There are a lot of other interesting statistics and cheerful admissions from Dr. Harper in the account of her 2009 lecture, including the statement that actually, widespread HPV vaccination is unlikely to lower cervical cancer in the United States to any very significant extent, considering the fact that cervical cancer rates are declining anyway. In fact, the only clear, concrete benefit of the vaccine Harper was able to cite was the prevention of abnormal PAP results and consequent "stress and anxiety."
But for me, the thing that really jumped out was the extremely strong admission of the need for booster shots rather than an expectation of long-term immunity from pre-puberty shots. This should pretty much destroy the silly "Christian" argument for vaccinating your 12-year-old with her later marriage in mind.

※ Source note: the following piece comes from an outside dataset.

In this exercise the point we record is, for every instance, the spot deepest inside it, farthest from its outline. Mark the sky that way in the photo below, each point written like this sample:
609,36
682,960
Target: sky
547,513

We might as well just admit that this is all about expected sexual activity in teens, so much so that repeated booster shots are recommended from puberty onward to keep them protected against the virus.
So decide for yourself, Christian parents, whether you actually have that expectation for your teens, whether you really think you will "be the last to know," whether you believe that it's a good idea to be telling your teens, "Be chaste, but just in case you aren't, here's a shot (and a booster, and another booster) to keep you up-to-date protected against one STD (of many)."
But don't twist your own mind into a pretzel and insult the intelligence of other Christians by implying that this is all about getting that high-powered childhood immune system revved up when your little girl is twelve to protect her when she gets married at twenty-five. Don't bother. Just admit what's up.